Таким образом, возникла черная легенда о химическом оружии, отличающемся от всех остальных, потому что оно создавалось современной наукой и технологией. Утверждалось, что его использование сопряжено с моральной и юридической ответственностью, которая и возлагалась на Германию. Существенным элементом пропагандистской кампании стала германофобия. Если само по себе употребление газа являлось фактором реальности, а не воображаемого, то богатейшее воображаемое о яде влияло на всех; и оно разило империю, виновную во введении этого самого презренного из всех видов оружия. В течение всего межвоенного периода перед глазами европейцев стояла ужасная картина газовой атаки.
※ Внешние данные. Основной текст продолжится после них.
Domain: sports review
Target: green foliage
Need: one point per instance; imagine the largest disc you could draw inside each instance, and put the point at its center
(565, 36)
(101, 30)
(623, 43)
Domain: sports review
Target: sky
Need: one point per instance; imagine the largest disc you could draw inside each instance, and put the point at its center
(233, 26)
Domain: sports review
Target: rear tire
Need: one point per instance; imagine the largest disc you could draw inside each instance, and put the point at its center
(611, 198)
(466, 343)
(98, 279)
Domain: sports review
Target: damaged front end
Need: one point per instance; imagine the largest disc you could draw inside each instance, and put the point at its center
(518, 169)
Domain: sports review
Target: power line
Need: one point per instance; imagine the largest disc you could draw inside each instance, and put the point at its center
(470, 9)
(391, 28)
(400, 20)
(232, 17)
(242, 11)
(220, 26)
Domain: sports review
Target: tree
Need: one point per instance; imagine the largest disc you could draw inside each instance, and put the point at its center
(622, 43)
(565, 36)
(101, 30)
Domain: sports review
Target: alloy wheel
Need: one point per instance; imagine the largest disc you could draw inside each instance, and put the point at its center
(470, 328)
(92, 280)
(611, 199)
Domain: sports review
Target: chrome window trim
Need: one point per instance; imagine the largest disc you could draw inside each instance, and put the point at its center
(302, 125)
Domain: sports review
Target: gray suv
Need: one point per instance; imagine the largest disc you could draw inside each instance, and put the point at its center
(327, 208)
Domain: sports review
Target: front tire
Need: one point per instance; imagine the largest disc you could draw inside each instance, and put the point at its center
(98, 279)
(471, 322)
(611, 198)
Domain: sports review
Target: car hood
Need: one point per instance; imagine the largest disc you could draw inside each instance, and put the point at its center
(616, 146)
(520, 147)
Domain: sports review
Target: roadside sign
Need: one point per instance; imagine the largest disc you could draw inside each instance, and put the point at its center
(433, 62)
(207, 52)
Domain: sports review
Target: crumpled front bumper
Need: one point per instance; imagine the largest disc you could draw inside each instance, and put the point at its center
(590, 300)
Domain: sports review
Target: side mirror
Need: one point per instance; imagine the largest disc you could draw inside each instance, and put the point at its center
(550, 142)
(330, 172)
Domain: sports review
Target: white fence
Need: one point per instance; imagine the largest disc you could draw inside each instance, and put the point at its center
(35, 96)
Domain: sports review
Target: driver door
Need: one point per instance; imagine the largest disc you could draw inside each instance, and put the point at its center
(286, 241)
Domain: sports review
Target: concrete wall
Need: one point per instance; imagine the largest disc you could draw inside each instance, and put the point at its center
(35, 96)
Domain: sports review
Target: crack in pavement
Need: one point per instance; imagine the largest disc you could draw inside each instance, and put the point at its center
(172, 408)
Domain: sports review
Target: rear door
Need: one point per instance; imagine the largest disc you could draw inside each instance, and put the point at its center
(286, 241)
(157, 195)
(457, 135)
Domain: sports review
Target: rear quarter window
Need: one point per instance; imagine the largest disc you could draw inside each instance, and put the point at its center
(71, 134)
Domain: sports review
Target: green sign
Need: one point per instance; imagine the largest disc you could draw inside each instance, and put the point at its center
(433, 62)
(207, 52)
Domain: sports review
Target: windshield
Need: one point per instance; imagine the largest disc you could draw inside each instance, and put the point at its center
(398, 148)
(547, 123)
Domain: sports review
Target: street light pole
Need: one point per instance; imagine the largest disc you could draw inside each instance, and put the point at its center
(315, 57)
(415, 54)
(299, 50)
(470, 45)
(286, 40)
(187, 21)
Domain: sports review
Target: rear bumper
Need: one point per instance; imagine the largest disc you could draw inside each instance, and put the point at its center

Взаимные обвинения стран в отравлениях случаются и сегодня, хотя масштаб их становится гораздо меньше. Еще в 1880-х гг. русский славист В.И. Ламанский опубликовал исследование, посвященное роли отравлений в политике Республики Венеции. Там не только описывалась и разъяснялась коварная политика Светлейшей республики, но и разоблачалось ее стремление навредить славянам, в особенности на Балканах. После того как 11 марта 2006 г. умер в тюрьме Слободан Милошевич, этот антизападный национализм вновь оживился. Некоторые средства массовой информации Сербии упоминали о возможном отравлении. Международный уголовный трибунал для бывшей Югославии, под юрисдикцией которого находился бывший сербский руководитель, распорядился произвести токсикологический анализ. Результаты его оказались отрицательными. Однако в Белграде продолжали сомневаться в официальной версии, что у Милошевича остановилось сердце.
Начиная с марта 2007 г. в адрес Турции раздаются обвинения со стороны курдов в попытках отравить основателя Курдской рабочей партии Абдуллу Оджалана. С 1999 г. он находится в турецкой тюрьме, и в организме заключенного обнаружены следы тяжелых металлов.
Подобных примеров можно было бы привести множество.